Raising the minimum wage has also been shown to drive price increases, particularly for groceries and at restaurants. Industries that operate on razor-thin margins typically have only two options when labor costs rise by government mandate: raise prices or cut staff. In most cases, it’s a mix of both. However, after the steep price increases of recent years, many restaurant operators may have reached a breaking point where further price hikes could start to drive away customers.

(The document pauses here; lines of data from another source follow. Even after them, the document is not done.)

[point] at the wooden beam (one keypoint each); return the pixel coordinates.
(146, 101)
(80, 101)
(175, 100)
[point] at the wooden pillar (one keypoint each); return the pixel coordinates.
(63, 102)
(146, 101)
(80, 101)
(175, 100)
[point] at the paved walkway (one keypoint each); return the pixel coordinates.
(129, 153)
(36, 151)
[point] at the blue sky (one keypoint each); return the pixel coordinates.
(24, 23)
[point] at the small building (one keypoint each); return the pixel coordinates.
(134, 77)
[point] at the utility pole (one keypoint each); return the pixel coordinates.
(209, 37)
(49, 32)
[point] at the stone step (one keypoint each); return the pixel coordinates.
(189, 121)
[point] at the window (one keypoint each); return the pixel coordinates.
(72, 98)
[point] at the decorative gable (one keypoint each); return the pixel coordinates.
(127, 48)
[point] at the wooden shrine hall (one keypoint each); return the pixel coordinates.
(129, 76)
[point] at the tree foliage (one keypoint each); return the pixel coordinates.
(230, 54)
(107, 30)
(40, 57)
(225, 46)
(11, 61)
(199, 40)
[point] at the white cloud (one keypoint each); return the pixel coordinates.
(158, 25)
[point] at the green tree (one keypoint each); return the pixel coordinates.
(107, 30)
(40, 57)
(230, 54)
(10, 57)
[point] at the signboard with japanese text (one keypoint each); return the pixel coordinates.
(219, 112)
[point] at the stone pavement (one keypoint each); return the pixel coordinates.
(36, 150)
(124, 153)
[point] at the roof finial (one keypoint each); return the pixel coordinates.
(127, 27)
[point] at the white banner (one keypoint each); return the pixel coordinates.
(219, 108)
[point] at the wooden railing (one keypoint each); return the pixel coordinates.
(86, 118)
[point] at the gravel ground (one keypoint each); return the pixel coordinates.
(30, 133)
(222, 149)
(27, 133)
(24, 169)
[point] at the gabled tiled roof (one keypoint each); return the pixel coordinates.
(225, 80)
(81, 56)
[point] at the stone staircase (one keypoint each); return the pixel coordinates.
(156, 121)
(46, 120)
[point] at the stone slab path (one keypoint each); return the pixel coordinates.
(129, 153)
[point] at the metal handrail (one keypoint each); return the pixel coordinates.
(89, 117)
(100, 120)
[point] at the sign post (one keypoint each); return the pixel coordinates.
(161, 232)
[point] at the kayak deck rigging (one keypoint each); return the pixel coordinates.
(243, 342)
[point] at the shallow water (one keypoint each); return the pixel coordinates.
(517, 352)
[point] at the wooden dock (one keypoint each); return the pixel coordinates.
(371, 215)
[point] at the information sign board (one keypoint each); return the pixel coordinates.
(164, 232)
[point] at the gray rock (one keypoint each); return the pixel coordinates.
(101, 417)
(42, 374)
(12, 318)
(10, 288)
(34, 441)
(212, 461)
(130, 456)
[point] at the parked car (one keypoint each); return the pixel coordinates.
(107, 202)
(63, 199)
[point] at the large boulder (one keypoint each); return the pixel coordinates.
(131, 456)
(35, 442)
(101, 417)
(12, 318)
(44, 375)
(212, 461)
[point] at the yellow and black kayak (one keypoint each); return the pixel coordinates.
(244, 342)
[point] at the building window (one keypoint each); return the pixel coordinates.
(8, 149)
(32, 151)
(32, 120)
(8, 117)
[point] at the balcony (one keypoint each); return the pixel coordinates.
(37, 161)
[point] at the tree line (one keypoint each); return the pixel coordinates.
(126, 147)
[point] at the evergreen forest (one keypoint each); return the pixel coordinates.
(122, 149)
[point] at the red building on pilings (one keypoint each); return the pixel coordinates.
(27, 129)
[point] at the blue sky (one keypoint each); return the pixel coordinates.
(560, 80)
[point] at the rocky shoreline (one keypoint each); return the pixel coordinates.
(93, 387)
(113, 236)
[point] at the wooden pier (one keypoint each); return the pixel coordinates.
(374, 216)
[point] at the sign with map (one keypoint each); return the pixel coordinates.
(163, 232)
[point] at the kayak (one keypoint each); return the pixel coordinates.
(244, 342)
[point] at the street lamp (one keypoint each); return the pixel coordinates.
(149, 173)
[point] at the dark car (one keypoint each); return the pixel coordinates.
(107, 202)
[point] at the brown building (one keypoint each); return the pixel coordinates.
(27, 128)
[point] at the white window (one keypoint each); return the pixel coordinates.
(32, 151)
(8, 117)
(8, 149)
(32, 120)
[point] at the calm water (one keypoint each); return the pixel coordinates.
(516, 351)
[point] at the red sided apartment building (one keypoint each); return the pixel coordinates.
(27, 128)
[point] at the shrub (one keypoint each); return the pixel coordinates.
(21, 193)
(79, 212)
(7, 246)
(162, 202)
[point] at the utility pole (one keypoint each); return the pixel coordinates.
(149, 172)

Publicly available data also show how difficult it has been for states that regularly raise their minimum wages to keep the cost of living from rising alongside them. The Federal Reserve Bank of St. Louis publishes a cost-of-living index dating back to 2008. The two states where prices have increased the most relative to the national average are Oregon and Washington—both of which have steadily raised their minimum wages to near or above $15 an hour.
In Washington, the minimum wage climbed from $8.07 in 2008 to $15.74 in 2023. In Oregon, it grew from $7.95 to $14.20 over the same period. Oregon saw the largest rise in cost of living, with a 6.9 percent increase in prices compared to the rest of the country. Washington came in second with a 3.9 percent increase.
Sources: U.S. Department of Labor; Federal Reserve Bank of St. Louis
Sources: U.S. Department of Labor; Federal Reserve Bank of St. Louis
Meanwhile, Oklahoma actually saw its cost of living fall by 1.3 percent compared to the rest of the country.
Raising Oklahoma’s minimum wage through SQ 832 will result in fewer jobs for minimum-wage workers and higher prices for everyone.